Glossing & why permanent colour should only ever be applied your roots
To follow up on my previous post about colour fade, i will explain to you why permanent colour should never be applied to the mid lengths and ends of your hair.
So, we all know that colour fades and that we can take steps to pro-long it, but we can never stop it.
Virgin hair needs a more alkaline colour to be able to accept colour. Aged hair (lengths and ends) are usually more sesetised and accept colour differently than virgrin hair.
The main difference between permanent and semi-permanent or tone on tone hair dye, is the size and behaviour of the colour molecules.
Permanent hair dye-contains large and small colour molecules. The large mollecule will stain the hair cuticles and do not enter the cortex.
The smaller mollecules however do enter the cortex.
The higher volume of peroxide and the presence of ammonia forces the hair cuticle open to allow the colour molecule to penetrate the hair where upon entering the cortex, the mollecule then oxidises and enlargens so that it becomes too big to slip back out. -Thus making the dye more permanent.
This information explains why we can use shampoo like Vosene to help strip some dye from hair but it never washes all of the dye out-Shampoo like Vosene will only remove the dye that is sat on the cuticles-not the dye in the cortex.
To remove dye from the cortex it must either be lifted out or the oxidisation process must be reversed to allow the molecules to then be rinsed out.
Permanent hair colour taken through the mid lengths and ends of hair will eventually lead to colour build up and damage.

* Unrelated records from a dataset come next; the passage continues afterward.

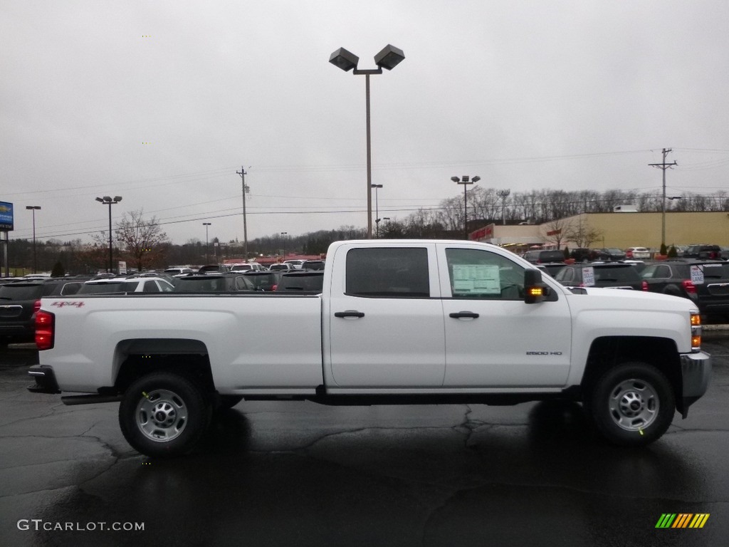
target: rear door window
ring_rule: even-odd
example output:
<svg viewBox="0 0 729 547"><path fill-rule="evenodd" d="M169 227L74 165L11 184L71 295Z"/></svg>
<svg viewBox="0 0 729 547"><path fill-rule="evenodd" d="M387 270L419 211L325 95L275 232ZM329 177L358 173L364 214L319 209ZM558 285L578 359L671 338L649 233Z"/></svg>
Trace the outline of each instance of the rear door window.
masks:
<svg viewBox="0 0 729 547"><path fill-rule="evenodd" d="M346 292L351 296L430 296L428 249L352 249L347 253Z"/></svg>

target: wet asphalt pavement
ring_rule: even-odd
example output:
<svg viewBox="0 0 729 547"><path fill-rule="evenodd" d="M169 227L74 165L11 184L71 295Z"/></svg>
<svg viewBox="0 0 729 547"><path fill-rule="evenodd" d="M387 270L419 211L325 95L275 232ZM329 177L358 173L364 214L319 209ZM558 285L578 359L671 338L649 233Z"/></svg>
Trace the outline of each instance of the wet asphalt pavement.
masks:
<svg viewBox="0 0 729 547"><path fill-rule="evenodd" d="M117 403L28 392L35 352L1 349L0 546L729 545L729 331L704 349L709 392L647 449L574 404L243 402L174 460L132 450Z"/></svg>

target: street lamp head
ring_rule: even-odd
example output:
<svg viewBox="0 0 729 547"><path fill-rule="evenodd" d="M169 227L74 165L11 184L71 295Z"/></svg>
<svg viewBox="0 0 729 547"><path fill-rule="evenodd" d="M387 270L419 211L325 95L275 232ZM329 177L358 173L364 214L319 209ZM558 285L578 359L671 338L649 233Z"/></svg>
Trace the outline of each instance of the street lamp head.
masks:
<svg viewBox="0 0 729 547"><path fill-rule="evenodd" d="M392 70L405 58L405 54L402 53L402 50L388 44L382 51L375 55L375 64L381 69Z"/></svg>
<svg viewBox="0 0 729 547"><path fill-rule="evenodd" d="M359 58L354 53L347 51L343 47L340 47L332 53L329 58L329 62L335 66L338 66L345 72L347 72L352 69L357 68L357 63L359 62Z"/></svg>

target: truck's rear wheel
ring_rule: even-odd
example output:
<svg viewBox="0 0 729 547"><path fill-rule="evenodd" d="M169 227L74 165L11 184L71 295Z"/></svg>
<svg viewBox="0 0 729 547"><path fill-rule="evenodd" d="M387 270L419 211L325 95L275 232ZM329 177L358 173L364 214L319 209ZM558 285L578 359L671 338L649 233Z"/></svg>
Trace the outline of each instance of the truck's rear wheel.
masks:
<svg viewBox="0 0 729 547"><path fill-rule="evenodd" d="M190 451L209 423L211 407L179 374L157 372L134 381L119 406L125 438L147 456L171 457Z"/></svg>
<svg viewBox="0 0 729 547"><path fill-rule="evenodd" d="M610 369L587 396L598 430L622 446L646 445L659 438L671 425L676 408L668 379L644 362Z"/></svg>

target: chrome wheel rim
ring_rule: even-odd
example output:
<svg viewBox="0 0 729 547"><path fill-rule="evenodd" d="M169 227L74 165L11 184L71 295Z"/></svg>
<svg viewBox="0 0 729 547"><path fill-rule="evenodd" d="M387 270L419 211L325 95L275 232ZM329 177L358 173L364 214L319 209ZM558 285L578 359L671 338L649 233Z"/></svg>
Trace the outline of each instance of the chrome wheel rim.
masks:
<svg viewBox="0 0 729 547"><path fill-rule="evenodd" d="M143 392L136 408L136 424L150 441L165 443L179 437L187 424L187 407L182 398L168 389Z"/></svg>
<svg viewBox="0 0 729 547"><path fill-rule="evenodd" d="M632 378L618 384L608 402L610 417L625 431L641 431L652 424L660 405L655 389L644 380Z"/></svg>

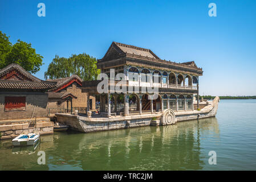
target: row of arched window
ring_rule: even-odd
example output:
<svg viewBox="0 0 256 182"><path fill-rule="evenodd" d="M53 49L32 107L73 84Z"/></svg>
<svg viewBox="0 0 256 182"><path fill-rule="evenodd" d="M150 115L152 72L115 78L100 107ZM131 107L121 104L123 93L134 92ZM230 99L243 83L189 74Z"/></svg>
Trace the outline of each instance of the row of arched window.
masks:
<svg viewBox="0 0 256 182"><path fill-rule="evenodd" d="M137 73L139 74L140 72L137 68L131 67L128 69L128 73ZM143 68L140 72L140 74L142 75L143 75L143 74L144 75L144 76L141 77L142 82L149 82L149 80L148 80L148 77L147 76L147 75L152 74L152 75L154 75L155 76L154 78L156 78L153 79L153 82L156 83L161 82L161 78L162 78L162 81L163 84L167 84L168 80L169 80L169 82L168 83L169 84L181 85L182 84L182 82L183 84L184 84L185 81L187 78L188 80L188 85L189 86L192 85L193 84L198 84L198 82L197 78L194 76L190 76L189 75L184 76L182 74L180 73L178 75L178 76L176 78L176 73L173 72L171 72L168 75L166 71L164 71L162 73L161 73L160 71L158 70L155 70L151 73L151 72L147 68ZM131 75L131 76L129 75L129 77L130 80L132 80L133 81L138 81L137 80L138 78L132 77L132 74ZM159 78L158 78L157 77L159 77ZM132 78L132 79L131 79L131 78Z"/></svg>

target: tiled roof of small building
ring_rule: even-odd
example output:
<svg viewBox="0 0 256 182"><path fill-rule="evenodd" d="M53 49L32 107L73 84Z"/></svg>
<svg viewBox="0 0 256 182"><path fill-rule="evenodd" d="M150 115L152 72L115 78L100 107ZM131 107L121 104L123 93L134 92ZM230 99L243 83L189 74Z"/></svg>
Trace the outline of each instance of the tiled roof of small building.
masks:
<svg viewBox="0 0 256 182"><path fill-rule="evenodd" d="M105 63L117 59L120 60L122 57L131 59L131 62L137 62L137 60L148 61L147 64L149 65L159 64L158 67L172 67L172 69L177 68L179 70L184 68L186 71L193 71L199 74L202 74L203 72L202 68L197 67L194 61L180 63L162 60L150 49L115 42L112 42L104 57L97 60L97 66L101 69L105 67L104 64L109 65L108 63ZM123 61L121 64L125 63L125 61Z"/></svg>
<svg viewBox="0 0 256 182"><path fill-rule="evenodd" d="M6 75L14 71L18 77L9 79ZM32 76L17 64L11 64L0 70L0 89L1 90L26 90L32 91L46 91L53 88L55 82L40 80Z"/></svg>
<svg viewBox="0 0 256 182"><path fill-rule="evenodd" d="M48 98L66 98L71 97L72 98L76 98L77 97L68 92L48 92Z"/></svg>
<svg viewBox="0 0 256 182"><path fill-rule="evenodd" d="M152 57L155 59L159 59L152 51L148 49L136 47L134 46L128 45L114 42L116 46L118 46L124 53L134 54L135 55L141 55L142 56Z"/></svg>
<svg viewBox="0 0 256 182"><path fill-rule="evenodd" d="M78 75L73 75L71 76L70 76L68 77L65 77L65 78L56 78L54 80L51 80L51 79L47 79L46 81L54 81L56 82L56 84L55 86L51 89L50 91L55 90L62 86L68 84L72 80L77 80L79 81L79 84L82 86L82 82L83 81L83 80L81 79Z"/></svg>

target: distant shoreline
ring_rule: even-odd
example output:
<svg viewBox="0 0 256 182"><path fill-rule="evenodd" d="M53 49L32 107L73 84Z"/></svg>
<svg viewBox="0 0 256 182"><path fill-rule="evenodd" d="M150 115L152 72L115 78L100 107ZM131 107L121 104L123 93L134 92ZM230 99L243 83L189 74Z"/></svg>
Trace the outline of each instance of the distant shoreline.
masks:
<svg viewBox="0 0 256 182"><path fill-rule="evenodd" d="M200 96L199 98L201 100L202 97L206 100L213 100L216 96ZM220 100L247 100L247 99L256 99L255 96L219 96Z"/></svg>

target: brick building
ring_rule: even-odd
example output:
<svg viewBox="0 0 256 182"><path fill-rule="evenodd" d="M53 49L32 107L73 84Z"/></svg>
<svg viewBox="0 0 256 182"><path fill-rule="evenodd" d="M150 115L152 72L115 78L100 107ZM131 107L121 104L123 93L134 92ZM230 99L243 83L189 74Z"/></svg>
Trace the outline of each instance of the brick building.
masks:
<svg viewBox="0 0 256 182"><path fill-rule="evenodd" d="M17 64L0 70L0 121L48 117L48 90L56 82L40 80Z"/></svg>
<svg viewBox="0 0 256 182"><path fill-rule="evenodd" d="M87 106L87 93L82 92L83 80L77 75L55 80L47 80L56 82L54 88L49 91L48 108L66 109L67 110L80 109ZM95 109L95 98L90 97L90 109Z"/></svg>

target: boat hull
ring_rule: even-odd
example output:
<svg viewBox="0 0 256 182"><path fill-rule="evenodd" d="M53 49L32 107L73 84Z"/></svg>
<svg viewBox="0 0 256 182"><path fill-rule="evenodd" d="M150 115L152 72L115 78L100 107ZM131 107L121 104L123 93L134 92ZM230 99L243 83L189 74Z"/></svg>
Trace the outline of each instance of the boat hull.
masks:
<svg viewBox="0 0 256 182"><path fill-rule="evenodd" d="M33 146L40 140L40 135L35 135L35 136L32 138L20 138L24 135L20 135L15 138L12 141L13 145L14 146Z"/></svg>

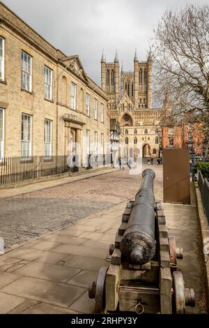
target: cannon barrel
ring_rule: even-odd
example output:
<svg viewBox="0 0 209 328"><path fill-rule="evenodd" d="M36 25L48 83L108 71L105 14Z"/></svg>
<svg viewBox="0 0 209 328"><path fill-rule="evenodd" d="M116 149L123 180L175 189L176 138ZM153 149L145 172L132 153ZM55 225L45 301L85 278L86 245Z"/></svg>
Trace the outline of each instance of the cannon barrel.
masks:
<svg viewBox="0 0 209 328"><path fill-rule="evenodd" d="M150 261L155 253L155 172L150 169L142 173L142 182L136 195L121 242L121 251L131 263L143 264Z"/></svg>

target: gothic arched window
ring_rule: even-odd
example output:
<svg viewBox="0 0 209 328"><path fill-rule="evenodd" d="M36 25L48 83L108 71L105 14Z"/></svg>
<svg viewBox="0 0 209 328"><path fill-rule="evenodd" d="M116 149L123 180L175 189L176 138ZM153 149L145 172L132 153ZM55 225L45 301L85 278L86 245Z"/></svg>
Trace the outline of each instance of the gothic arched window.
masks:
<svg viewBox="0 0 209 328"><path fill-rule="evenodd" d="M142 83L142 69L140 68L139 70L139 84Z"/></svg>
<svg viewBox="0 0 209 328"><path fill-rule="evenodd" d="M114 85L114 70L111 70L111 85Z"/></svg>
<svg viewBox="0 0 209 328"><path fill-rule="evenodd" d="M106 81L106 84L107 85L109 85L109 70L107 70L107 81Z"/></svg>
<svg viewBox="0 0 209 328"><path fill-rule="evenodd" d="M147 73L146 73L146 69L144 70L144 84L146 84L146 80L147 80Z"/></svg>
<svg viewBox="0 0 209 328"><path fill-rule="evenodd" d="M130 83L129 82L127 84L127 96L130 96Z"/></svg>

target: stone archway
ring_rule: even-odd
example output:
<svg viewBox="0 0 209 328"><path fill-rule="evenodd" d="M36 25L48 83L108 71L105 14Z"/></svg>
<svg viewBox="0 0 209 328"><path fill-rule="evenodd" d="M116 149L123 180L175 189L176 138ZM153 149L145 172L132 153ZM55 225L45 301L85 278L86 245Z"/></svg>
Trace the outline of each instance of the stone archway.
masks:
<svg viewBox="0 0 209 328"><path fill-rule="evenodd" d="M146 144L143 146L142 154L143 158L151 156L150 146L148 144Z"/></svg>

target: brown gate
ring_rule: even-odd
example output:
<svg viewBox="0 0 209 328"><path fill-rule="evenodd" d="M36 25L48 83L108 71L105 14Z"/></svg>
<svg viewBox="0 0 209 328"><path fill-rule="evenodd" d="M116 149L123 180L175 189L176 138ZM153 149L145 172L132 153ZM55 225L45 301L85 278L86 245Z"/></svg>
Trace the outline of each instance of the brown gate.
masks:
<svg viewBox="0 0 209 328"><path fill-rule="evenodd" d="M164 202L190 204L189 151L188 149L164 149Z"/></svg>

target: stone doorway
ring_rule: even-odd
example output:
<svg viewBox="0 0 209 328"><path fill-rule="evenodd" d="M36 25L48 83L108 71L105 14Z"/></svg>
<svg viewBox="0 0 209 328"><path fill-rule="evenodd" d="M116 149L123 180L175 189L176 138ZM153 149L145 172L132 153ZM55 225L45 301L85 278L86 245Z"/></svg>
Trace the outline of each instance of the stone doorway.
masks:
<svg viewBox="0 0 209 328"><path fill-rule="evenodd" d="M151 156L150 146L148 144L146 144L143 146L142 154L144 158Z"/></svg>

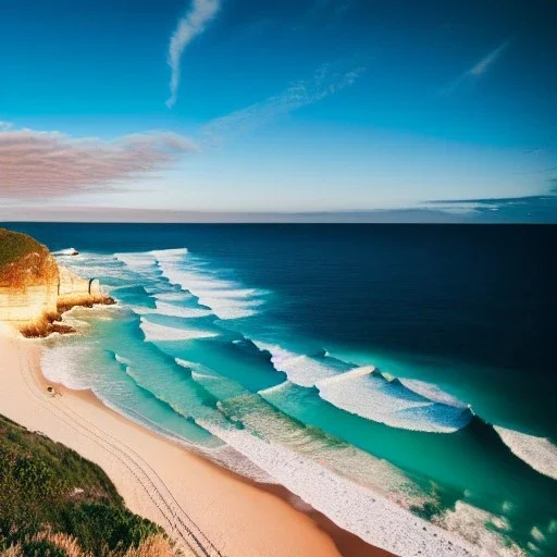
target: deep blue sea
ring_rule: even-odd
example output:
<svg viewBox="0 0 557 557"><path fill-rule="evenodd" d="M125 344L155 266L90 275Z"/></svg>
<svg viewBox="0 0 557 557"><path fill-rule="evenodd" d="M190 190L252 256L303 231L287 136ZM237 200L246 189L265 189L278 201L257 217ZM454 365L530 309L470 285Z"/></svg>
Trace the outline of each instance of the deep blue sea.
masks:
<svg viewBox="0 0 557 557"><path fill-rule="evenodd" d="M119 301L66 314L52 381L371 543L377 494L557 555L556 226L7 226Z"/></svg>

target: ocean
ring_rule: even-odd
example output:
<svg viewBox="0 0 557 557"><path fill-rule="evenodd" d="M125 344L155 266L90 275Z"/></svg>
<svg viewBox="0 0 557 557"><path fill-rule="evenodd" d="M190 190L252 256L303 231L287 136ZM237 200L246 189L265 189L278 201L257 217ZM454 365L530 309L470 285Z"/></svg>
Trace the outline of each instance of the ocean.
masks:
<svg viewBox="0 0 557 557"><path fill-rule="evenodd" d="M557 555L557 227L7 226L119 301L65 315L51 381L370 543L377 494L486 555Z"/></svg>

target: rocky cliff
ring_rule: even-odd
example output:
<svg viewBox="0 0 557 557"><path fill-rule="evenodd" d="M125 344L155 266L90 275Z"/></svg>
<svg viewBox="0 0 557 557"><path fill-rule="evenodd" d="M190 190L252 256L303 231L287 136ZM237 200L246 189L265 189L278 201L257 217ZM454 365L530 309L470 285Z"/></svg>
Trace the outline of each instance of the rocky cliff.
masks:
<svg viewBox="0 0 557 557"><path fill-rule="evenodd" d="M59 267L42 244L0 228L0 321L26 336L45 336L66 331L55 321L71 307L113 301L98 281Z"/></svg>

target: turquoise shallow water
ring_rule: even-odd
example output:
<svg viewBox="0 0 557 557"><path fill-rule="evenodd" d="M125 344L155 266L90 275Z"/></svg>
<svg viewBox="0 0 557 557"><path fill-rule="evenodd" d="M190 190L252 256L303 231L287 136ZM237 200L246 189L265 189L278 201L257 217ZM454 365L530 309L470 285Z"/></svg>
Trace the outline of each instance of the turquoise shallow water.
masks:
<svg viewBox="0 0 557 557"><path fill-rule="evenodd" d="M119 306L72 311L79 334L49 341L46 372L209 453L239 431L494 555L555 555L554 301L540 248L553 233L524 246L513 292L509 238L487 233L486 248L468 232L395 228L151 227L146 239L77 227L86 249L61 261Z"/></svg>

The lengths and ends of hair is always more porous than the roots. Porous hair takes colour differently than virgin hair (root area).
One colour will not do all!
Semi-permanent or tone on tone-Contains only large colour mollecules. These sit on the outer layer of the hair (the cuticle) and do not oxidise inside the cortex. As this type of colour only sits on the outside, it gradually fades out.
Many tone on tone colours are low ammonia and use a very mild peroxide (1.6% or 10vol) as appose to a permanent colour (6% to 12% or 20vol to 40 vol) with some now also being completely ammonia free.
Many TOT colours also contain conditioning properties too. This helps to restore condition and shine to the hair when used.
The low peroxide used means that there is less risk of damage or colour build up.
So, why do we not use permanent colour on zones 2 & 3 of your hair?
We use semi-permamenet gloss because it is more conditioning to aged hair.
Aged hair absorbs colour differently to virgin hair.
It provides a high shine finish.
It gradually fades so you will not get colour build up
It is easier to remove or lift out should you fancy a colour change
Easy to change your tones with the seasons
Gloss or tone on tone will not damage your hair at all.